Entre los místicos hay reflexiones muy profundas, sentimientos conmovedores, que en su belleza nos conducen a ver y entender la muerte de manera natural. Amado Nervo la trata con el respeto máximo de que es capaz quien le concede grandeza maternal: La muerte, nuestra señora,/ está llena de respuestas:/ de respuestas para todos/ los porqués de la existencia…// ¡Qué maternal su regazo!/ ¡Y qué benigna y qué tierna/ su boca, que nos dará,/ en voz baja, las respuestas/ a los porqués angustiosos/ que torturan la existencia!
Del mismo grupo de pensadores místicos, Donoso Cortés eleva la muerte a la eternidad: Los cristianos no deben llorar a los que acaban cristianamente, porque los que acaban cristianamente, se transfiguran y no mueren.

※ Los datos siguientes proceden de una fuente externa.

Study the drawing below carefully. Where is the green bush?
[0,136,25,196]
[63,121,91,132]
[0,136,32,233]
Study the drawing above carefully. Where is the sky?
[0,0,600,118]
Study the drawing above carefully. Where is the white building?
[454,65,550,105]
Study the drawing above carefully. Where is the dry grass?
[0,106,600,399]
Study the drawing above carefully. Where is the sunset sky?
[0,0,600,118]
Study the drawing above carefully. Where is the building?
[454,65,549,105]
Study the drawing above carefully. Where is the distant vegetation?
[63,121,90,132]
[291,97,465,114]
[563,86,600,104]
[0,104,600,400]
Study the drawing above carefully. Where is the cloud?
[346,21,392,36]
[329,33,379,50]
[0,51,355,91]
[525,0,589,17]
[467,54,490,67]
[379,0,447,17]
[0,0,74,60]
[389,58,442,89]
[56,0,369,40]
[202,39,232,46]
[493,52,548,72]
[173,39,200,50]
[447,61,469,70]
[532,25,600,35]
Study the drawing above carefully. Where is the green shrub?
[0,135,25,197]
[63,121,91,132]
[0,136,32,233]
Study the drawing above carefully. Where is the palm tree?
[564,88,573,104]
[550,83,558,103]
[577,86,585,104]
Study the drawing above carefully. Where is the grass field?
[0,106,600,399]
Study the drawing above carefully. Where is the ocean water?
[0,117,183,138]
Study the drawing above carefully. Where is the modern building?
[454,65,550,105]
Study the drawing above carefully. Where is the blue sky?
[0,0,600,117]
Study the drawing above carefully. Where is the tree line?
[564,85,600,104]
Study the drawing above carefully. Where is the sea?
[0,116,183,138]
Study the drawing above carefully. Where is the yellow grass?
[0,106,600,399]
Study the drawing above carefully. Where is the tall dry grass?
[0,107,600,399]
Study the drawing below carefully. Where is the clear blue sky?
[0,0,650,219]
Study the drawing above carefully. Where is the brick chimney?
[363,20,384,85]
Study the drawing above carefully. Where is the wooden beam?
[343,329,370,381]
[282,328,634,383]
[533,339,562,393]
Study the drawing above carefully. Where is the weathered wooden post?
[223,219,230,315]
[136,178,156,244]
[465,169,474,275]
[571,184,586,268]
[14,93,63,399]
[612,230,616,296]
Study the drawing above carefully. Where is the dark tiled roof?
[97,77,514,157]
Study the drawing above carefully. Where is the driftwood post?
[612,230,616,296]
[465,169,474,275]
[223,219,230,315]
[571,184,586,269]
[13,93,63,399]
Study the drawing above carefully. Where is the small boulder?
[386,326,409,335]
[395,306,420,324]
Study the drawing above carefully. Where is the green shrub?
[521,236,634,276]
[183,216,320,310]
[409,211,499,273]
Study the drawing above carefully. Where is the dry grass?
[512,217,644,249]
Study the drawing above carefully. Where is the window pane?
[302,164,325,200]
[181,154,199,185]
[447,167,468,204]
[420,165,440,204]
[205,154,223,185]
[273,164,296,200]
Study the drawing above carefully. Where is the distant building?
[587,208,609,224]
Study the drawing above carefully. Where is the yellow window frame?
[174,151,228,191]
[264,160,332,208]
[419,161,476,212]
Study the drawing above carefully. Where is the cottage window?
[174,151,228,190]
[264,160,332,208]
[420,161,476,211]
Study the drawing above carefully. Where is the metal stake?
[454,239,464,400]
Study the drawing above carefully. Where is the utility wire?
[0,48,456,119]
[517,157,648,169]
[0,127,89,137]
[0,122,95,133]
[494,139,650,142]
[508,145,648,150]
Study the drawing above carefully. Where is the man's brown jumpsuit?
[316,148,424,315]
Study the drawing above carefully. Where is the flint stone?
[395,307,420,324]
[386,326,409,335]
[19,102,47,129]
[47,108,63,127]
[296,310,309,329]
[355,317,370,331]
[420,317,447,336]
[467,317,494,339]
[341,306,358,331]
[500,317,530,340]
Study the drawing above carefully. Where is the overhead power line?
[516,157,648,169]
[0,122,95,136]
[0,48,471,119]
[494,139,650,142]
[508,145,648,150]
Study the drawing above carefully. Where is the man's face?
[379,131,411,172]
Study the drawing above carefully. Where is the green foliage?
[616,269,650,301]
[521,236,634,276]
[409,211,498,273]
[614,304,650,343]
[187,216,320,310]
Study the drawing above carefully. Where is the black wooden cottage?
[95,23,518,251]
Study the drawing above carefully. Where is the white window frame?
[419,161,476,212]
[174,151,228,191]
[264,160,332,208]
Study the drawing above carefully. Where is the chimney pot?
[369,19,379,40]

El gran consejero del cristianismo, Tomás de Kempis, se refiere al estado espiritual, a lo que el hombre debe ser y hacer para no temer: Si buena conciencia tuvieras, la muerte no tanto temieras… Si temible es el morir, tal vez sea más peligroso el mucho vivir… ¡Qué dichoso y qué prudente el que procura pasar la vida como quisiera que lo hallara la muerte!
También es exaltada la muerte que ocurre en aras de una causa, de un sacrificio, de un deber. Una de las grandes motivaciones de que habla Alexis Carrel es esta: Hasta la muerte sonríe cuando va asociada a alguna gran aventura, a la belleza del sacrificio o a la iluminación del alma que se sumerge en Dios.